Ferienjob: Schüler zahlen oft zu viel Lohnsteuer

Datum: 12.07.2018

Schüler, die nur in den Ferien und damit nicht das gesamte Jahr für einen Arbeitgeber tätig sind, zahlen regelmäßig zu viel Lohnsteuer. Darauf weist das Brandenburgische Finanzministerium hin. Das Gleiche gelte oft für Studierende, die beispielsweise nur in den Semesterferien arbeiten.

Der Grund für die zu viel gezahlte Lohnsteuer sei, dass bei der monatlichen Lohnsteuerberechnung stets, also auch bei Schülern und Studenten, unterstellt werde, dass im gesamten Kalenderjahr ein gleich hohes Einkommen erzielt wird.

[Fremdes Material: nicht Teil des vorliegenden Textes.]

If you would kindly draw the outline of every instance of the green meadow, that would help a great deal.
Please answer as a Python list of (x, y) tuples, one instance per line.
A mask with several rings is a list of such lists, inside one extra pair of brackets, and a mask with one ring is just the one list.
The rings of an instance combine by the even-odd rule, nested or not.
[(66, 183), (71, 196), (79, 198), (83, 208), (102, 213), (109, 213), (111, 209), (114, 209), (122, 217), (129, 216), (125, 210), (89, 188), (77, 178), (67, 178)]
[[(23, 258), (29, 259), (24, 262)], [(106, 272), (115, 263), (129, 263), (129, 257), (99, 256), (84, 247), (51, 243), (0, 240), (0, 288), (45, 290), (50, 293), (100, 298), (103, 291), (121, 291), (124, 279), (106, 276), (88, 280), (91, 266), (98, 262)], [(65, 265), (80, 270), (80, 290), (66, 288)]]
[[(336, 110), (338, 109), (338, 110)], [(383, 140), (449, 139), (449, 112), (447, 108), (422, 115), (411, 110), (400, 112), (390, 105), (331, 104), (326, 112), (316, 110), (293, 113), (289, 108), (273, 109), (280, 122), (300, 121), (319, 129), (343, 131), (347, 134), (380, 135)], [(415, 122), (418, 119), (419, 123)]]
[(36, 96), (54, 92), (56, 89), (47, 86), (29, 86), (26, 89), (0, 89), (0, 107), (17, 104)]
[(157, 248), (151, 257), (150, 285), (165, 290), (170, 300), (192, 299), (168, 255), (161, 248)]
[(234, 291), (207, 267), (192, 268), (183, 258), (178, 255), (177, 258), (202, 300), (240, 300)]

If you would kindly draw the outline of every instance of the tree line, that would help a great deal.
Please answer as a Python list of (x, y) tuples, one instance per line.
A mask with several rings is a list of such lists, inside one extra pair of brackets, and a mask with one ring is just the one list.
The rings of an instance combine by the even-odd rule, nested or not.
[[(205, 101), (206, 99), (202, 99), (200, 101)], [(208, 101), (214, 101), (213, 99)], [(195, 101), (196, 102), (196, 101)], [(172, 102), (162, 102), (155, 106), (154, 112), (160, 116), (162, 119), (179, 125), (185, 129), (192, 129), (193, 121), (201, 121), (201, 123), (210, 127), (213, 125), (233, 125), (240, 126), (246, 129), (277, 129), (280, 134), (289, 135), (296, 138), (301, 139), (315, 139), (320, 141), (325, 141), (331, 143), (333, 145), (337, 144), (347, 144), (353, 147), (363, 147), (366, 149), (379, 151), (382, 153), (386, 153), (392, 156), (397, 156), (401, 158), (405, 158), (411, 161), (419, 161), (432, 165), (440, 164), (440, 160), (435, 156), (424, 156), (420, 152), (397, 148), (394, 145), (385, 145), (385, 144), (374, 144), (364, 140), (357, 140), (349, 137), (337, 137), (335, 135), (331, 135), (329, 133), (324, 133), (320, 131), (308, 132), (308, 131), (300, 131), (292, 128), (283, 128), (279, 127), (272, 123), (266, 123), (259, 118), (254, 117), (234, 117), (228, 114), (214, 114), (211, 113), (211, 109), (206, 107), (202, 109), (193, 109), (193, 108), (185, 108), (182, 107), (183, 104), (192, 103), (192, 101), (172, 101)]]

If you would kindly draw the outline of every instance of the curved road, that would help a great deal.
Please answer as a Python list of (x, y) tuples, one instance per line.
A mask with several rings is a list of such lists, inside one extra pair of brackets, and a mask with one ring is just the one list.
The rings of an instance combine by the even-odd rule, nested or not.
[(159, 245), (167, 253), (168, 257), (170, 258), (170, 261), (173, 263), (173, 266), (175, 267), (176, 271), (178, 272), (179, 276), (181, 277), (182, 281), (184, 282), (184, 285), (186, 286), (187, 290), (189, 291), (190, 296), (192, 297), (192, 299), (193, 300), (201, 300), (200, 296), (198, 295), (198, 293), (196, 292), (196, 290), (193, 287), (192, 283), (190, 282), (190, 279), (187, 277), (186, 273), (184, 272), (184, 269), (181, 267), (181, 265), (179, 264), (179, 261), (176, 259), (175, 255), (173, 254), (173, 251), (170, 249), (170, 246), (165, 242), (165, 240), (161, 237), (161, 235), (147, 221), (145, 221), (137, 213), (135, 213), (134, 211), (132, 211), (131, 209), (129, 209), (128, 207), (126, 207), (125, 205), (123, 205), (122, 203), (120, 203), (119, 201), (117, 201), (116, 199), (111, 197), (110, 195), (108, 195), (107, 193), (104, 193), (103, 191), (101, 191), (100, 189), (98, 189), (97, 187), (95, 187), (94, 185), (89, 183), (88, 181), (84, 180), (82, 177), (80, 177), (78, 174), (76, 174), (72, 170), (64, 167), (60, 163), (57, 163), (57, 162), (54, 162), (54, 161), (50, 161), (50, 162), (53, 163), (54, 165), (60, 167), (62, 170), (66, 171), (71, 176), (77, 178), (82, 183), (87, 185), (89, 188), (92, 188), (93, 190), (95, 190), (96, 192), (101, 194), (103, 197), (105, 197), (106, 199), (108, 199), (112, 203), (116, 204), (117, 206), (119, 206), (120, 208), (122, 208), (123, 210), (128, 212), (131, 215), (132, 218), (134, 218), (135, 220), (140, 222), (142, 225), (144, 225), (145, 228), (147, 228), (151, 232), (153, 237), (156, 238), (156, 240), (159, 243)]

Da dies bei einem Ferienjob nicht der Fall sei, führe der vom Arbeitgeber durchgeführte Lohnsteuerabzug für einen Monat – auf das Kalenderjahr bezogen – zu einem zu hohen Abzug.

Dies hat das Finanzministerium Brandenburg zum Anlass genommen, Informationen rund um die Besteuerung von Ferienjobs auf einer Serviceseite zu veröffentlichen. Diese ist unter dem Stichwort «Steuerinformationen» auf der Webseite des Ministeriums unter «https://mdf.brandenburg.de/cms/detail.php/bb1.c.370740.de» zu finden.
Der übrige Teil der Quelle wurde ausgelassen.